The materials used in the project and how efficiently they are utilized is also incredibly important and considered when assigning a Built Green star level. Every star level requires builders to post and implement a recycling plan and some form of waste reduction and recycling to ensure materials will not be wasted. 5-star and Emerald Star home require ensuring material sustainability and efficiency by requiring at least 10 materials to include salvaged or recycled content.

Dwell Development Emerald Star
Emerald Star home by Dwell Development

Embodied carbon in buildings is the greenhouse gas emissions associated with building construction that arise from extracting, transporting, manufacturing, and installing building materials on site, as well as the operational an end-of-life emissions associated with those materials. Built Green 5-Star and Emerald Star homes must calculate the embodied carbon through approved methods.

Built Green uses a House Size Matrix to assign increased value to building smaller more resource efficient homes. Smaller than average homes receive additional points added to their final total to achieve a targeted star level. Larger than average homes, regardless of star level, require additional steps to address their increased material usage and environmental impact. Builders can choose between earning additional materials credits or calculate the new building’s embodied carbon baseline and show at least a 10% reduction.

Equity and Social Justice

The three pillars of sustainability are planet, profit, and people. Most often in green construction certifications, the people aspect of sustainability is overlooked. Built Green recognizes as we commit to working for equity and inclusion in housing and the building trades, we must value the voices, experiences, cultures, knowledge, and multi-dimensionality of all people, including community members impacted by discrimination, bias, and systemic barriers.

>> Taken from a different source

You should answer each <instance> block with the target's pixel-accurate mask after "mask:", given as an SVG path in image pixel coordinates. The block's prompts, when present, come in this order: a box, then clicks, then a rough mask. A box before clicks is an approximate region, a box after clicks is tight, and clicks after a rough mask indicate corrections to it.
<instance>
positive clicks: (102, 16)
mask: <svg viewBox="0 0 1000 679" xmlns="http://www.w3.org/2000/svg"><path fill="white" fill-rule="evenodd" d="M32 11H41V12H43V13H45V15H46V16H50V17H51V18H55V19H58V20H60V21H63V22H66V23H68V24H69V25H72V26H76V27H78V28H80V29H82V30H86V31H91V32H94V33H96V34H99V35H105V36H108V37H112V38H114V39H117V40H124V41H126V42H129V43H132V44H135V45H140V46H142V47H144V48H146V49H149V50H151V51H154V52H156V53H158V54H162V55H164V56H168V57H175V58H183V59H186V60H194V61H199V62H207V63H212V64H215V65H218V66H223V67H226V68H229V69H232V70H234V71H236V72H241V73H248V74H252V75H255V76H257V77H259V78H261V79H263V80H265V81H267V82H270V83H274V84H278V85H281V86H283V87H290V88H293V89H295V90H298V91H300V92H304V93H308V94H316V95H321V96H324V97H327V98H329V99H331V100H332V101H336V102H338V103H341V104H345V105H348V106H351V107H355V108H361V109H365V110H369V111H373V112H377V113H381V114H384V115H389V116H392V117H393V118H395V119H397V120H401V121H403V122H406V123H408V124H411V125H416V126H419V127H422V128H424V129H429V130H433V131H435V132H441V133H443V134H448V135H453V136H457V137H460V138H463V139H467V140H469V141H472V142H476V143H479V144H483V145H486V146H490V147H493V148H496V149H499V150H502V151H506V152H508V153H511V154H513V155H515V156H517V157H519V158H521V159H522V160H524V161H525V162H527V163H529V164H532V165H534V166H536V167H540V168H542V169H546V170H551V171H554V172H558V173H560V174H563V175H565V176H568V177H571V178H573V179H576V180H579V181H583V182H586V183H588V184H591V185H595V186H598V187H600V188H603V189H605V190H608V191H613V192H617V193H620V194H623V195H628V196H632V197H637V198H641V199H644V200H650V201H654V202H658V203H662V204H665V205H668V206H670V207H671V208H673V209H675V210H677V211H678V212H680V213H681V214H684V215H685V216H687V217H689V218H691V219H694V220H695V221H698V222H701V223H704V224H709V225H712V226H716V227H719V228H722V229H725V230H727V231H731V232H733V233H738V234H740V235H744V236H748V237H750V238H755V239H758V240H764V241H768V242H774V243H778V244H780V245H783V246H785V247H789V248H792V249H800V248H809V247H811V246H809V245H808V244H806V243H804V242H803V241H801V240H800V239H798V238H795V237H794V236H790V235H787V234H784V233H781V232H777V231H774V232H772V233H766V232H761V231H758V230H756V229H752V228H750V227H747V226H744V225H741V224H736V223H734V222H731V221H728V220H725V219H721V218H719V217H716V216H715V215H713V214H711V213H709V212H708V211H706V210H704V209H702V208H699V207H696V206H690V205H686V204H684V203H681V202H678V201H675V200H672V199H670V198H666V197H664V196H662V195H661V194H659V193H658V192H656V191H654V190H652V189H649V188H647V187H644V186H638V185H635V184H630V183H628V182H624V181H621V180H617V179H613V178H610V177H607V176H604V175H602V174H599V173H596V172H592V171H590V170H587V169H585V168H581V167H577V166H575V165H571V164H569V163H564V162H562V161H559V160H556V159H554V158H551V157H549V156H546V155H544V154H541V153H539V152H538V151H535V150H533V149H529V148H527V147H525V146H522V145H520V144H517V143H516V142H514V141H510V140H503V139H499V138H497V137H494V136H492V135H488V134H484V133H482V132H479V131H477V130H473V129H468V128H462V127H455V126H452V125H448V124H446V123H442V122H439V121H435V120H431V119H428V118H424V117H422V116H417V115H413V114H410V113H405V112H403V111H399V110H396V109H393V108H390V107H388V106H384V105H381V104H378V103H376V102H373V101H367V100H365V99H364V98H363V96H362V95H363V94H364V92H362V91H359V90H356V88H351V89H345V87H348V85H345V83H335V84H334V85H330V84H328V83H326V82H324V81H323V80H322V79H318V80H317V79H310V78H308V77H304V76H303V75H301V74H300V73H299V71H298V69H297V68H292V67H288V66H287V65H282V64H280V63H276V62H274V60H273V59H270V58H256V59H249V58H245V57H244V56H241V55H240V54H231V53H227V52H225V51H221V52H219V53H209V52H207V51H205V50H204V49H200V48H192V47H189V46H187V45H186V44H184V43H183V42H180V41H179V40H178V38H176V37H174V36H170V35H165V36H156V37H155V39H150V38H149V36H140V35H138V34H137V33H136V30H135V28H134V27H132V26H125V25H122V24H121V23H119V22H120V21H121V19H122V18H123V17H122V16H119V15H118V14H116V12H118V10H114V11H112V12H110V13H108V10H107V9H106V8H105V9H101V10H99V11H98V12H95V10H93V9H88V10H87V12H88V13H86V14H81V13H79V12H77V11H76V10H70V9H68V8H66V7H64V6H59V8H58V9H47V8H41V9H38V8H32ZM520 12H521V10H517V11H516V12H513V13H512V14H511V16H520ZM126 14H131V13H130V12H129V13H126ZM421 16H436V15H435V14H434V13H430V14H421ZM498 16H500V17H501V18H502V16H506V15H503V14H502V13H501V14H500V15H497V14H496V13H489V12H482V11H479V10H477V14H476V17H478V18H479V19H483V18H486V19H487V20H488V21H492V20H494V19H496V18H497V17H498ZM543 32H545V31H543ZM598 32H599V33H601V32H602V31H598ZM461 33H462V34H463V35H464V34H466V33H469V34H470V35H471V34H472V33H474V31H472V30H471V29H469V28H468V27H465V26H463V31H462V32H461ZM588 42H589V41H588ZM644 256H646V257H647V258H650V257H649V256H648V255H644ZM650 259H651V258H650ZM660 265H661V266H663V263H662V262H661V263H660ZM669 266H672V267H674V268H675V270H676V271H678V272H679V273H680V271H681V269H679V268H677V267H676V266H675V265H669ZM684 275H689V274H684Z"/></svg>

Understanding their perspectives is essential to removing these barriers. Creating these spaces of belonging and centering equity in turn provides economic and growth opportunities, reduction in turnover costs, and increased applicant labor pool for builders to capitalize on. This section is intended to support architects, builders, and developers in their efforts to promote equity and inclusion, one home at a time. With each Built Green star level, the qualitative positive impact on the community increases. As the builder progresses in each star level they must increase their efforts in universal design, community planning, equitable sourcing, and create an equity and social justice plan for each project.

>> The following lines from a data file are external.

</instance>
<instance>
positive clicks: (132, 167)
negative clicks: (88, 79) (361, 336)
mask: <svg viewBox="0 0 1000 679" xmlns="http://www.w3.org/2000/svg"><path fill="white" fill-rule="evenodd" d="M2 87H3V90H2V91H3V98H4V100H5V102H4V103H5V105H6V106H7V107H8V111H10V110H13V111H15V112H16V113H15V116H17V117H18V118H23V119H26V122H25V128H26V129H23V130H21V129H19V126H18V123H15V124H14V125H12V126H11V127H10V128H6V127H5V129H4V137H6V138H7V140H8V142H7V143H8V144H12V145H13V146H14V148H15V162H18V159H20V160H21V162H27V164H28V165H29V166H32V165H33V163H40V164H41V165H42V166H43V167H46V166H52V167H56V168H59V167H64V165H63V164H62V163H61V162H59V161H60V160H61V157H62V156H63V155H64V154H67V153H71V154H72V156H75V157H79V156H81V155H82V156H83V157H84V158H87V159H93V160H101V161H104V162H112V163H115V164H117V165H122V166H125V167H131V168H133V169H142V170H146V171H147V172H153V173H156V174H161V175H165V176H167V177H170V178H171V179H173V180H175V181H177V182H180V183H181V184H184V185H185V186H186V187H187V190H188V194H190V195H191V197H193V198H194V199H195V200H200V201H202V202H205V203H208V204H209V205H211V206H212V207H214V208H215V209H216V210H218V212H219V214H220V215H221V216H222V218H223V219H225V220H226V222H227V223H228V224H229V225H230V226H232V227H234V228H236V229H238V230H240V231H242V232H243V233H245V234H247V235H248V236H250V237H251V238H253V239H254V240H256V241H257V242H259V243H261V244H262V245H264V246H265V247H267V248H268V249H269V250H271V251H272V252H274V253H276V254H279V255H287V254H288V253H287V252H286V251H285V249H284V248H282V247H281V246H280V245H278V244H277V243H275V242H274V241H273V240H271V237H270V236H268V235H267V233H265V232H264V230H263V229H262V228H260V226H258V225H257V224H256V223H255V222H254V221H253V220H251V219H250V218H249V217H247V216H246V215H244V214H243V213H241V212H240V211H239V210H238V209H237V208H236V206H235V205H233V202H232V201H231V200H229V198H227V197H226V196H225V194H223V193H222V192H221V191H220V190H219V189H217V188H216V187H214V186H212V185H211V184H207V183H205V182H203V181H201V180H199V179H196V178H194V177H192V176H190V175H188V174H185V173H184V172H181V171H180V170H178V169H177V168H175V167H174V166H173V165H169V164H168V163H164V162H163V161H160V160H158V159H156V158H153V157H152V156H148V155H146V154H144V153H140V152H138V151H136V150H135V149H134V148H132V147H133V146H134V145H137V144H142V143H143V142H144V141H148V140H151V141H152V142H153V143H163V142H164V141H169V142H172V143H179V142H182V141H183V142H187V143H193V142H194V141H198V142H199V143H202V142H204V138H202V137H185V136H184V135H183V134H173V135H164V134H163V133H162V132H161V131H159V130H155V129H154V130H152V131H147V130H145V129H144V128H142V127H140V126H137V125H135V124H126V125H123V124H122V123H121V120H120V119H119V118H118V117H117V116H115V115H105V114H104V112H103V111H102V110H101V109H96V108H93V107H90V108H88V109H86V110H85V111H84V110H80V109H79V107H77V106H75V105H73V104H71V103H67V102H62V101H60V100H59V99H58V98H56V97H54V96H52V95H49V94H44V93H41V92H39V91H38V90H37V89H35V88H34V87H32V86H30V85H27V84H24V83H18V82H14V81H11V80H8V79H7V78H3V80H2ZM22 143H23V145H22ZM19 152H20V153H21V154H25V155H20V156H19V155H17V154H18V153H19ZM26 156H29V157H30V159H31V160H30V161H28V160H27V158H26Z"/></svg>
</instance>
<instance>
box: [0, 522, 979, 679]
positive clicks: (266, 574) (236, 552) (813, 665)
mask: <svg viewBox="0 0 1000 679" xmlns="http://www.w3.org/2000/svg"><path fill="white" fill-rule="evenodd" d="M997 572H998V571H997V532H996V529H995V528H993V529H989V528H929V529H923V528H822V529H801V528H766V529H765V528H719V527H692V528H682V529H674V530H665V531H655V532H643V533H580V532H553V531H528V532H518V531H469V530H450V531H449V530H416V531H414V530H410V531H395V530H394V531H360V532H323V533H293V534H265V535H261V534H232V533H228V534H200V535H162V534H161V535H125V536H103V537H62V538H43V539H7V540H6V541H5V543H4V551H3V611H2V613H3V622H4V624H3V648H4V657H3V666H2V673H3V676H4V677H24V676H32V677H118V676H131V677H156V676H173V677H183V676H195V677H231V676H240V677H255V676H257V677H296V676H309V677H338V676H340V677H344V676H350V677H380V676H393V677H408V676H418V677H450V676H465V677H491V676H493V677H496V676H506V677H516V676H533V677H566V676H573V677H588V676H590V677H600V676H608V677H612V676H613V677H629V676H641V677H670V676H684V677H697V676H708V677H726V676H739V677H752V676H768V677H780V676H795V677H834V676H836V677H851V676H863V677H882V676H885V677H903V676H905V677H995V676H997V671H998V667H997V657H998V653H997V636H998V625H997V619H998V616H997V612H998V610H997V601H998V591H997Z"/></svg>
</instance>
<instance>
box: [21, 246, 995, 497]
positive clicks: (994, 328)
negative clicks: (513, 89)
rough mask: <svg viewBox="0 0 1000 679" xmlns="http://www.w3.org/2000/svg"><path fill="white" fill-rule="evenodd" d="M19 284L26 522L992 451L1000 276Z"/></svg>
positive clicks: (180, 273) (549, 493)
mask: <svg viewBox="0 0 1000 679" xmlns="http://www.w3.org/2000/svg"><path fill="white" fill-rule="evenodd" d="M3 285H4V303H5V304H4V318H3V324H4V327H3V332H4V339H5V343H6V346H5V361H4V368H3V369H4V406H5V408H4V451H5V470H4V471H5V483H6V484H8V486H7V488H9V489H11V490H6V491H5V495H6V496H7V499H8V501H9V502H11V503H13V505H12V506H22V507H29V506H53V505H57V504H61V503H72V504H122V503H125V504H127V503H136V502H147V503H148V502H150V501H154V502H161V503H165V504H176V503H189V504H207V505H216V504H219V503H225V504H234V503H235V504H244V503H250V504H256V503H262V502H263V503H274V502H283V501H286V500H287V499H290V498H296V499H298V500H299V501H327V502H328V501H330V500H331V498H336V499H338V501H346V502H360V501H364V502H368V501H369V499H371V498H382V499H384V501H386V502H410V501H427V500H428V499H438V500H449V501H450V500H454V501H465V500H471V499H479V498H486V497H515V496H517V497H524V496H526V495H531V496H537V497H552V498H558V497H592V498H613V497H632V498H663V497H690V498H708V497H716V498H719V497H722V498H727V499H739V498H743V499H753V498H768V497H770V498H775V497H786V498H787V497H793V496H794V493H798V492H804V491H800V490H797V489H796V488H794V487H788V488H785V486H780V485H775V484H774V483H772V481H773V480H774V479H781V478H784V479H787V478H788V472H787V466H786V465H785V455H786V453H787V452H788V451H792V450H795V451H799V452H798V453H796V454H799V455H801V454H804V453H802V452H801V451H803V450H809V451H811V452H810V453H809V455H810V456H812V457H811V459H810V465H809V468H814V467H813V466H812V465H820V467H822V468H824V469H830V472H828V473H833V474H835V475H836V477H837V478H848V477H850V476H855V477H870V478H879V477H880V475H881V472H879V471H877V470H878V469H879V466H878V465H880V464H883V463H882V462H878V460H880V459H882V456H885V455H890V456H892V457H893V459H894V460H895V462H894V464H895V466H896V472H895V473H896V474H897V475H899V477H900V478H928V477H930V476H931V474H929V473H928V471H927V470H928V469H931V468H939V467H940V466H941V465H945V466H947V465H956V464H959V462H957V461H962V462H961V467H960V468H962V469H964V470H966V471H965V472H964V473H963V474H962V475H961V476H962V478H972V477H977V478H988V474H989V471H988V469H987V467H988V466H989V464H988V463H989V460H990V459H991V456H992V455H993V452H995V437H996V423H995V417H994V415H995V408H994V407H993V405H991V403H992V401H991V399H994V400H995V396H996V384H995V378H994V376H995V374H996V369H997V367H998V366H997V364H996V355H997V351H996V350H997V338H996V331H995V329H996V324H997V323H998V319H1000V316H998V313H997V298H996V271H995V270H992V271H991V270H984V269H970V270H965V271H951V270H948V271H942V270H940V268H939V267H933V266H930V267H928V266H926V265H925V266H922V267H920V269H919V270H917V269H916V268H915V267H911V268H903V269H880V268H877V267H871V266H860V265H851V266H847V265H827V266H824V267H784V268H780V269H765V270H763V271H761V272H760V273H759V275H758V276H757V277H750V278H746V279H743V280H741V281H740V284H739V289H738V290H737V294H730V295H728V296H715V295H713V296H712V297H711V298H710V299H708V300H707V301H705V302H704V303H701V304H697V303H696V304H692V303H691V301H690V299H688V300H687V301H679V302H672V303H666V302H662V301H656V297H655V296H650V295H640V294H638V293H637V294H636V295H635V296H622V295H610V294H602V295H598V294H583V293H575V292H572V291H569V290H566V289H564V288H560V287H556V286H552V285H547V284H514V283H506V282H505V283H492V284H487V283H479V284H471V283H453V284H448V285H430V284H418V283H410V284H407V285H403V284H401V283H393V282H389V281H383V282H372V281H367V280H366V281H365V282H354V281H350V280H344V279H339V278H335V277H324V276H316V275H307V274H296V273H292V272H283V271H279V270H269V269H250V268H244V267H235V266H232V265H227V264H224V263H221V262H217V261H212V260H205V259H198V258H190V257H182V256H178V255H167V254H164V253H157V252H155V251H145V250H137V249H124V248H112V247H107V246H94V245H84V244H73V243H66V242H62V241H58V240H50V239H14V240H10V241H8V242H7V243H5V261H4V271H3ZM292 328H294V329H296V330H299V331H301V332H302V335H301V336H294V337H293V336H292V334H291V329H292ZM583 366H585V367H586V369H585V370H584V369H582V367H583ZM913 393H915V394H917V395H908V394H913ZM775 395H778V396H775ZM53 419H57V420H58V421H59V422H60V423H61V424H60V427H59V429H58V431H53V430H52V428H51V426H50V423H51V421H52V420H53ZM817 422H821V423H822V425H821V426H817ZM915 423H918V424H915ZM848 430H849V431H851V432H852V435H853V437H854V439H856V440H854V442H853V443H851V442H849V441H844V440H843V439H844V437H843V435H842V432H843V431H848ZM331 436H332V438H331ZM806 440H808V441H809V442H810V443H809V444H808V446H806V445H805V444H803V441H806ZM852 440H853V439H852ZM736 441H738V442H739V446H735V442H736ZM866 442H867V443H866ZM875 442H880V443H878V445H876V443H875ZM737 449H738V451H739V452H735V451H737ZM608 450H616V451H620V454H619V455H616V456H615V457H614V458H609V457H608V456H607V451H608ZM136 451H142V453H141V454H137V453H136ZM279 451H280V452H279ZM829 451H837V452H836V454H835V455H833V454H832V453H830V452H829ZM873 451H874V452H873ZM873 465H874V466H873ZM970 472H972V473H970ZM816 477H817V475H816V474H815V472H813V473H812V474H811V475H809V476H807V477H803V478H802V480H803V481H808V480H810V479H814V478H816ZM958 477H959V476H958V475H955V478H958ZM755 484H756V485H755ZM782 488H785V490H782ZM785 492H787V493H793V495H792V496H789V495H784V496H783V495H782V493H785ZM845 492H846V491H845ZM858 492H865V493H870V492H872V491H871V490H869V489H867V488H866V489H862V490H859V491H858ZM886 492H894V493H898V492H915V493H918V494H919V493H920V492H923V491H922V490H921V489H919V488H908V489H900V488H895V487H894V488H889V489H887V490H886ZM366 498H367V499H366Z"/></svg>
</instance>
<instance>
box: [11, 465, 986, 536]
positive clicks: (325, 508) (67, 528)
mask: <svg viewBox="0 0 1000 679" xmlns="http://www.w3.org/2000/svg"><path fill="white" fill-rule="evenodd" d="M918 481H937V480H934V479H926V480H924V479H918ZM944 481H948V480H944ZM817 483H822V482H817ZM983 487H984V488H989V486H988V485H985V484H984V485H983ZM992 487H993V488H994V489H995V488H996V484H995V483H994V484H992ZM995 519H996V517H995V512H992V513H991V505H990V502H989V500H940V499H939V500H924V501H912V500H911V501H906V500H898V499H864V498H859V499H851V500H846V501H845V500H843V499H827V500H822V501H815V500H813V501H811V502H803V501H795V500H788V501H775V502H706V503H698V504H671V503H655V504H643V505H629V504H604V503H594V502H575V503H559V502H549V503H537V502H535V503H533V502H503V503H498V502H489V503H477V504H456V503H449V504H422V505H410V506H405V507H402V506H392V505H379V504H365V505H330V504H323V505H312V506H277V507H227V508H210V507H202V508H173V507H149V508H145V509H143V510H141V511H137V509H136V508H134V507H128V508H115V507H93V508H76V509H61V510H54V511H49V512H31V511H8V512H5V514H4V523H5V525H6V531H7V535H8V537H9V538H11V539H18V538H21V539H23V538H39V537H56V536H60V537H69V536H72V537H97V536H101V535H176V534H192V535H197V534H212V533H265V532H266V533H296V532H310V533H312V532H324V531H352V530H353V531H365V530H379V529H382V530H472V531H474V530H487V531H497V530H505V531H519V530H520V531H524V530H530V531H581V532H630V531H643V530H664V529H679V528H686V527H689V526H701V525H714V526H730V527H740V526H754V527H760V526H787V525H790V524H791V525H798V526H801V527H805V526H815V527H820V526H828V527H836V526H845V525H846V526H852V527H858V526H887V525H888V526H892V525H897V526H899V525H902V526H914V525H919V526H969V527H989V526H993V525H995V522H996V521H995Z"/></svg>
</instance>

Dwell Development Emerald Star
ANEW PACE Training Program

Why Certify with Built Green?

While an Emerald Star-certified home is greener with a reduced environmental impact than a 3-Star Built Green home, it is important to remember both homes are designed with the environment, community, and the inhabitants in mind. 3-Star certification is a great way for builders new to green building to learn more about the Built Green program and then begin to ramp up the certification levels they aim for.

Every star level builds upon the next to create greener homes. The needs of the builder, the homeowners, the community, and the environment are all considered when any Built Green home is constructed. Providing builders with the flexibility to choose which features to incorporate into the home increases the probability that more builders will choose to build greener homes. The star level tiers help provide clarity on how green each project is.